Fenerbahçe tarafından, Panel’e sunulan tercüme uzman raporunda “fahiş hatalar olduğu için sıfırdan tercüme yapılması gerektiği” üzerinde duruldu.
Panel buna cevap olarak “orijinallerin TFF kurumlarında ve mahkemede delil olarak alındığı, belli yerlerdeki tercüme hatalarının tüm tapeleri geçersiz saymaya gerek bırakmayacağı, karara etki eden tapelerin kredibilitesinin tek tek değerlendirileceği ve Fenerbahçe’nin de kendi savunması için işine gelen tapeleri seçtiği” görüşünü savundu.
CAS’ın yerel mahkeme kararları ve bunların kendi kararlarına etkisi ile ilgili tavrı net.
(Dipnot 2)
Panel bu konuda iki noktanın altını çiziyor.
a) Metalist Kharkiv’i Ukrayna mahkemeleri aklamasına rağmen ben ceza verdim.
b) Mahkemelerin ceza vermeleri için “şüpheye yer bırakmayacak ispat” gerekirken, ben tatminkar bir ikna olma ile karar verebilirim.
CAS 2013 yılında 3256 no’lu kararında Fenerbahçe’nin şike yaptığına karar verdi.
(Dipnot 3)
“Panel 2010/2011 sezonunda 4 maç ile ilgili görevlileri aracılığı ile şike girişiminde bulunmaktan Fenerbahçe’yi suçlu buldu.
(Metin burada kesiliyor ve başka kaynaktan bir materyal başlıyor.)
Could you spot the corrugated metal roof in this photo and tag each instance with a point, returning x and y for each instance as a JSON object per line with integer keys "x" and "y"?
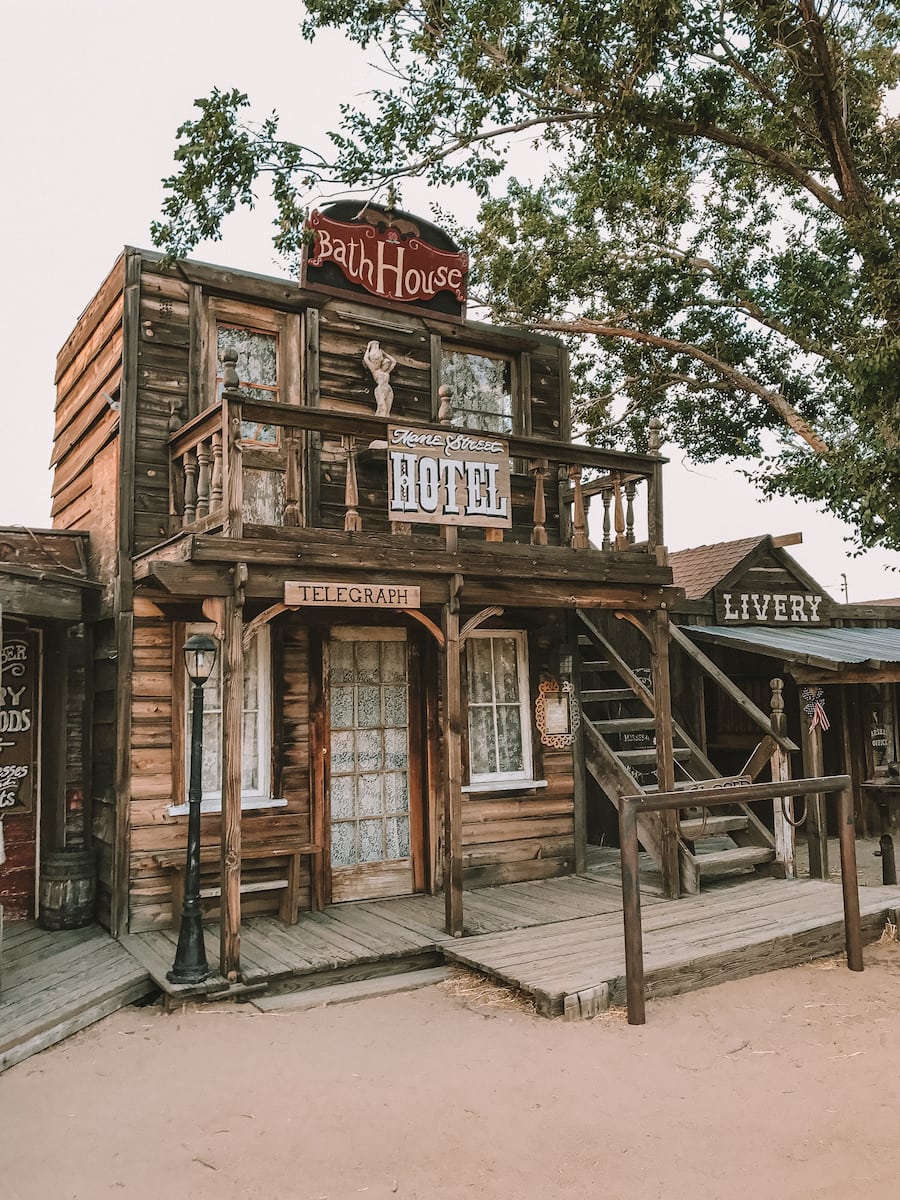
{"x": 833, "y": 648}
Panel dosyanın içeriğinin Fenerbahçe’ye disiplin cezası verilmesini gerektirdiği sonucuna vardı.”
.
2) Trabzonspor – CAS Başvurusu
Trabzonspor şikenin CAS’da sabit görülmesine ve UEFA tarafından kendi organizasyonlarıyla ilgili yaptırımlar uygulanmasına rağmen; TFF tarafından şampiyonluk tescili yapılmaması, gereken cezanın verilmemesi ve zararının tazmin edilmemesi üzerine öncelikle UEFA’ya TFF ve Fenerbahçe ile ilgili şikayette bulundu.
UEFA Kontrol, Etik ve Disiplin Kurulu o dönemde yerel liglere müdahale yetkisi olmadığı temelinde başvuruyu reddetti.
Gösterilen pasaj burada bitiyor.